Use panther ModelSerializer to write your serializer which will use your model to create fields.

 from pydantic import Field

 from panther import status
 from panther.app import API
 from panther.db import Model
 from panther.request import Request
 from panther.response import Response
 from panther.serializer import ModelSerializer


 class User(Model):
     username: str
     password: str
     first_name: str = Field(default='', min_length=2)
     last_name: str = Field(default='', min_length=4)

 # type 1 - using fields
 class UserModelSerializer(ModelSerializer):
     class Config:
         model = User
         fields = ['username', 'first_name', 'last_name']
         required_fields = ['first_name']

 # type 2 - using exclude
 class UserModelSerializer(ModelSerializer):
     class Config:
         model = User
         fields = '*'
         required_fields = ['first_name']
         exclude = ['id', 'password']


 @API(input_model=UserModelSerializer)
 async def model_serializer_example(request: Request):
     return Response(data=request.validated_data, status_code=status.HTTP_202_ACCEPTED)

Notes#

  1. In the example above, ModelSerializer will look up for the value of Config.fields in the User.model_fields and use their type and value for the validation.
  2. Config.model and Config.fields are required when you are using ModelSerializer.
  3. You can force a field to be required with Config.required_fields
  4. You can force a field to be optional with Config.optional_fields
  5. Config.required_fields and Config.optional_fields can't include same fields
  6. If you want to use Config.required_fields or Config.optional_fields you have to put their value in Config.fields too.
  7. Config.fields & Config.required_fields & Config.optional_fields can be * too (Include all the model fields)
  8. Config.exclude is mostly used when Config.fields is '*'

Style 3 (Model Serializer + Pydantic)#

You can use pydantic.BaseModel features in ModelSerializer too.

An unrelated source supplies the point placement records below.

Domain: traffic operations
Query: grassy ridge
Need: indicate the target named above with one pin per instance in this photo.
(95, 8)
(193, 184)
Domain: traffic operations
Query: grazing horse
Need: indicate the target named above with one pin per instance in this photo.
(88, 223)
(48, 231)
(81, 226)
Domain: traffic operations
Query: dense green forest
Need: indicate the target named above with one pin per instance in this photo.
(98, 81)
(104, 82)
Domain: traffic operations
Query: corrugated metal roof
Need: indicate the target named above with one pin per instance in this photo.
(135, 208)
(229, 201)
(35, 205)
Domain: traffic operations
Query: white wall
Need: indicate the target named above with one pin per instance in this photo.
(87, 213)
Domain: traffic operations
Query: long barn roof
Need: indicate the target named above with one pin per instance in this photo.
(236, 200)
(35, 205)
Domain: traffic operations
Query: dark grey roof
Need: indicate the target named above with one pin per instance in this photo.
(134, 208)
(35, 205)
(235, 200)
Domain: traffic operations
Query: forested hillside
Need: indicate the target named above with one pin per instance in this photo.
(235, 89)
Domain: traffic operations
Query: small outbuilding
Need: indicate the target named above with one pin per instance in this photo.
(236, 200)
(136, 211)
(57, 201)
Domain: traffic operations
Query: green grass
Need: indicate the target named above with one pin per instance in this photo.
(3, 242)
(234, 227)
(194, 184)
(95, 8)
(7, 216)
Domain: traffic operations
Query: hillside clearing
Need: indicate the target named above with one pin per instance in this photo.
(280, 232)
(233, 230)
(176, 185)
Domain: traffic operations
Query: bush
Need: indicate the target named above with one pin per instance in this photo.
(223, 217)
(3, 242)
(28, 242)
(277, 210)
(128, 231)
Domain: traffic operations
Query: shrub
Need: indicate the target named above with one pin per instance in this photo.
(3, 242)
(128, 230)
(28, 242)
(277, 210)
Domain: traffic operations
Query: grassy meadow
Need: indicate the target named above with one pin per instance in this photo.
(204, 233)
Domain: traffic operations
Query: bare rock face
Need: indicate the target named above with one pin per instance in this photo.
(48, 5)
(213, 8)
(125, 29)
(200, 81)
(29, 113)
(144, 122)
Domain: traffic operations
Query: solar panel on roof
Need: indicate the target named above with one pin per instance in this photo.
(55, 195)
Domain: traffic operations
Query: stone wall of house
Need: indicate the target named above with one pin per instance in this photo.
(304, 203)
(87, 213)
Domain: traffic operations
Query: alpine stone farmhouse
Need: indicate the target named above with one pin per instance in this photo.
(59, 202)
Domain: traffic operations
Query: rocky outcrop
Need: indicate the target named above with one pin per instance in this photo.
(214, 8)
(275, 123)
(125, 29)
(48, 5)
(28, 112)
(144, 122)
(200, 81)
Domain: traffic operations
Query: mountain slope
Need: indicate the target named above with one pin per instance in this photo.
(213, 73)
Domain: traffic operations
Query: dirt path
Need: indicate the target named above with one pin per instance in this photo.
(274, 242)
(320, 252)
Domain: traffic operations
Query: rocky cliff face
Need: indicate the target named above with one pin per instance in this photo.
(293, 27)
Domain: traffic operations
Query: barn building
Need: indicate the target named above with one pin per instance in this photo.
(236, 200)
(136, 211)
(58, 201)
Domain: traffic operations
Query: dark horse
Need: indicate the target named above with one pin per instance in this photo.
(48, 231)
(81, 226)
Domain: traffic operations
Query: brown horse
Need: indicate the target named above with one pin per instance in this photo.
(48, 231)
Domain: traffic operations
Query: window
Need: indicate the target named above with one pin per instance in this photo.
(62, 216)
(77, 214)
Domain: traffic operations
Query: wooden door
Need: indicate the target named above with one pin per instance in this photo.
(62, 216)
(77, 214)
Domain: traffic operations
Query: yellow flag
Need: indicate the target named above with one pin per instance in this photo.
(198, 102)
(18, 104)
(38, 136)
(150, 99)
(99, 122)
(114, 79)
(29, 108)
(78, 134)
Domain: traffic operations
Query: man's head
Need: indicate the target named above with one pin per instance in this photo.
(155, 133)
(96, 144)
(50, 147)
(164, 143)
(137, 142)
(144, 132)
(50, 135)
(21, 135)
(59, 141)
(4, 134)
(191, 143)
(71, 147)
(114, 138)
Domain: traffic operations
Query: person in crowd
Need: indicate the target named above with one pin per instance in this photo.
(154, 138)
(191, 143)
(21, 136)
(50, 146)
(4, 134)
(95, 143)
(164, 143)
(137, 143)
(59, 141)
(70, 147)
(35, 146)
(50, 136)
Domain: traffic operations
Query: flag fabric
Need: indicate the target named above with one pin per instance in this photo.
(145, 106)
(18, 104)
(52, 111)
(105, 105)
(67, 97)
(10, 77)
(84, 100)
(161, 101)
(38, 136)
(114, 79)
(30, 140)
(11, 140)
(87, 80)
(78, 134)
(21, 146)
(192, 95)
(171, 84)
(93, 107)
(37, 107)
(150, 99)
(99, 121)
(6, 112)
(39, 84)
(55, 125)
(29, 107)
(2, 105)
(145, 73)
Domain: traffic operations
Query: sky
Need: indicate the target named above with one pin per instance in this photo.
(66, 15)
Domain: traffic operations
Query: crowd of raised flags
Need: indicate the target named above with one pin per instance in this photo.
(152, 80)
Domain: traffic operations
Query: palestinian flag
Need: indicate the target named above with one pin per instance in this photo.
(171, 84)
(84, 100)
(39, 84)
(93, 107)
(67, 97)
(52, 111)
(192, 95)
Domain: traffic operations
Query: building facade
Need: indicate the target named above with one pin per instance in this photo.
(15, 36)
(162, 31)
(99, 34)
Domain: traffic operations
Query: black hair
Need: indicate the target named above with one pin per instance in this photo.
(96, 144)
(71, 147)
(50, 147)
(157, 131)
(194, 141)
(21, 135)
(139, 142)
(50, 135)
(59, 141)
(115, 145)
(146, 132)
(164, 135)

 from pydantic import Field, field_validator, ConfigDict

 from panther import status
 from panther.app import API
 from panther.db import Model
 from panther.request import Request
 from panther.response import Response
 from panther.serializer import ModelSerializer


 class User(Model):
     username: str
     password: str
     first_name: str = Field(default='', min_length=2)
     last_name: str = Field(default='', min_length=4)

 class UserModelSerializer(ModelSerializer):
     model_config = ConfigDict(str_to_upper=True)
     age: int = Field(default=20)
     is_male: bool
     username: str

     class Config:
         model = User
         fields = ['first_name', 'last_name']
         required_fields = ['first_name']
         optional_fields = ['last_name']

 @field_validator('username')
 def validate_username(cls, username):
     print(f'{username=}')
     return username


 @API(input_model=UserModelSerializer)
 async def model_serializer_example(request: Request):
     return Response(data=request.validated_data, status_code=status.HTTP_202_ACCEPTED)

Notes#

  1. You can add custom fields
  2. You can add model_config as attribute or as Config
  3. You can use @field_validator and other validators of pydantic.